Le Ministre de l’Intérieur Mouhamadou Makhtar Cissé viole le protocole républicain à Kaolack : polémique autour d’une visite aux foyers religieux

Kaolack, Le jeudi 16 juillet 2026, le Ministre de l’Intérieur et de la Sécurité publique, Mouhamadou Makhtar Cissé, a effectué une visite dans la capitale du Saloum. Officiellement présentée comme une tournée de courtoisie auprès des grands foyers religieux (Médina Baye, Léona Niassène et Léona Kanène), cette démarche, effectuée sur instruction du Président de la République, visait à solliciter des prières pour un bon hivernage.

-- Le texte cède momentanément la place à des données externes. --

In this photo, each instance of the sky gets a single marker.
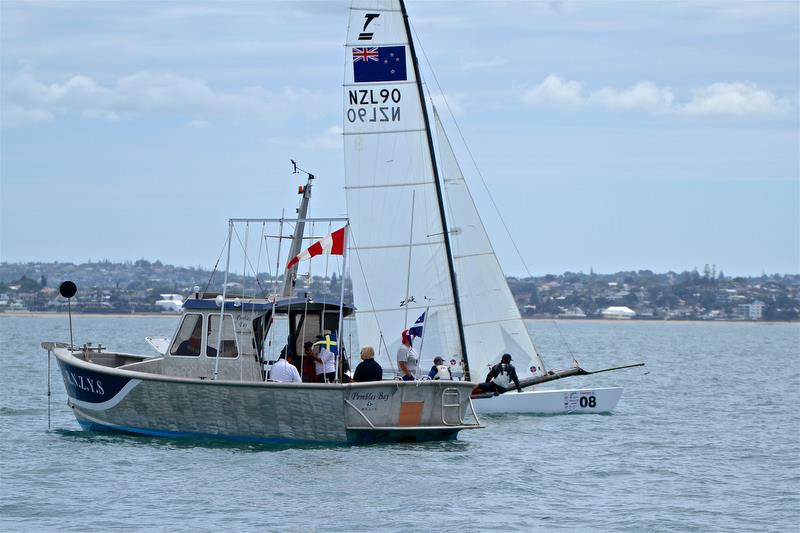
(610, 135)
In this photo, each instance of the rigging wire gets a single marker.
(247, 258)
(214, 270)
(478, 171)
(381, 341)
(472, 158)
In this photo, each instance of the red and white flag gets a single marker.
(333, 244)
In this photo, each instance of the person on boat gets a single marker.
(439, 370)
(283, 370)
(324, 364)
(343, 366)
(500, 377)
(406, 358)
(368, 369)
(309, 363)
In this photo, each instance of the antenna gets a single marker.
(68, 290)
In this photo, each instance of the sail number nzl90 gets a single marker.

Dans un geste inédit et lourd de conséquences, le Ministre de l’Intérieur a foulé aux pieds les règles fondamentales de la préséance, du respect des institutions et de l’architecture hiérarchique de l’État. Au lieu de se rendre à la Gouvernance, comme l’exige la tradition républicaine et le protocole d’État, il a choisi de se loger chez le politicien Mamadou Ndiaye Rahma lors de sa visite dans la capitale du Saloum. Ce manquement grave, commis par celui qui est pourtant le premier garant de la sécurité nationale et de l’ordre protocolaire, suscite une vive indignation au sein de la population.
Selon des témoins et des observateurs présents sur place, ce choix n’a rien d’anodin. En contournant délibérément la Gouvernance, symbole de l’autorité de l’État dans la région , le ministre a transformé une visite officielle en une démarche aux forts relents politiques. La population de Kaolack n’est pas dupe : elle y voit une quête d’alliances en vue des prochaines élections locales. Un comportement assimilé à celui d’un directeur de campagne plutôt que d’un membre du gouvernement chargé de l’ordre public et de la neutralité républicaine.
Un acte d’une gravité exceptionnelle
Les règles de préséance et de protocole ne sont pas de simples formalités protocolaires. Elles incarnent le respect dû aux institutions de la République, à la hiérarchie administrative et à la séparation claire entre l’État et les intérêts partisans. En tant que patron de la sécurité nationale, le Ministre de l’Intérieur se doit d’incarner l’impartialité et l’autorité impersonnelle de l’État. Son geste est perçu comme une rupture brutale avec cette éthique républicaine.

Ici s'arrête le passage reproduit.